March 7, 2023, 14:15 - 14:45
Transcriptomics identifies mRNA levels, but not protein levels—yet whereas proteomics identifies protein levels, these do not necessarily reflect the biological activity of the protein. Protein N and C terminal peptides provide critical information on protein function and stability. Our terminomics methods (TAILS, PICS) enrich and annotate N- and C-terminomes, and our N- and C-termini database TopFIND v 4.1 (https://topfind.clip.msl.ubc.ca) reveal widespread truncation and generation of termini in normal and diseased tissues and the associated change in protein functions. In the pandemic, we pivoted to understanding the pathogenesis of COVID-19 by identifying the SARS-CoV-2 3CLpro main protease human protein substrate repertoire. 3CLpro, the main viral protease, is indispensable for SARS-CoV-2 replication.

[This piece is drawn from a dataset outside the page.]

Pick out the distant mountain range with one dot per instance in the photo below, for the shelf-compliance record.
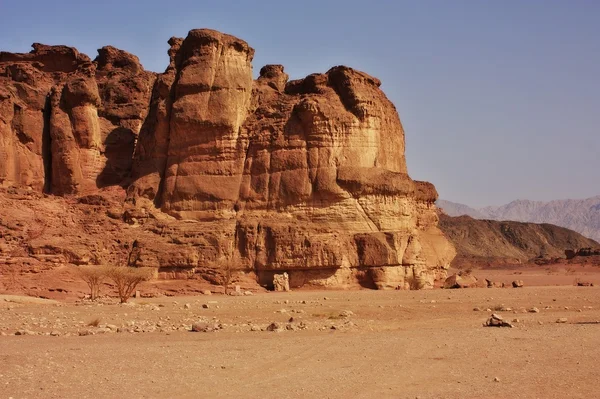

We delineate the interconnected human protein substrate landscape of 3CLpro using TAILS analysis of human lung and kidney cells treated or not with interferons (N = 12), supported by analyses of SARS-CoV-2-infected human lung cells. Over 100 substrate discoveries were identified and validated by MALDI-TOF analysis of synthetic peptide cleavage kinetics for each cleavage site in >100 substrates. Molecular docking simulations of 3CLpro engaging substrates confirmed that ~10% of validated sites were noncanonical. PPI analysis shows that cleavage by 3CLpro of the interactors of essential effector proteins effectively stranding these from their binding partners, and so amplifies the consequences of proteolysis throughout the cell by protein complex disassembly. Using recombinant protein digestion, Edman degradation, and digestion of normal human bronchial epithelial cell from 5 subjects, we further confirmed substrate cleavages. We show that 3CLpro targets multiple proteins in the Hippo pathway, including the inactivation of MAP4K5, as well as key effectors of transcription, mRNA processing and translation. We discovered that the SARS-CoV-2 spike protein directly binds galectin-8, the cleavage of which disengages CALCOCO2/NDP52 and decouples protective anti-viral-autophagy. Indeed, unlike healthy lung, in post-mortem COVID-19 human lung samples obtained from the Human Protein Atlas, NDP-52 rarely colocalizes with galectin-8. Thus, great mechanistic insight into novel mechanisms of evasion of antiviral host cell immunity, hijacking of the host mRNA binding and translation apparatus, and disruptions in cell shape and syncytium formation was enabled by rationale start points identified in the 3CLpro substrate degradome. The Atlas of CoV-2 substrates establishes a foundational resource to accelerate further exploration of SARS-CoV-2 pathology in the COVID-19 cellular coup d’etat.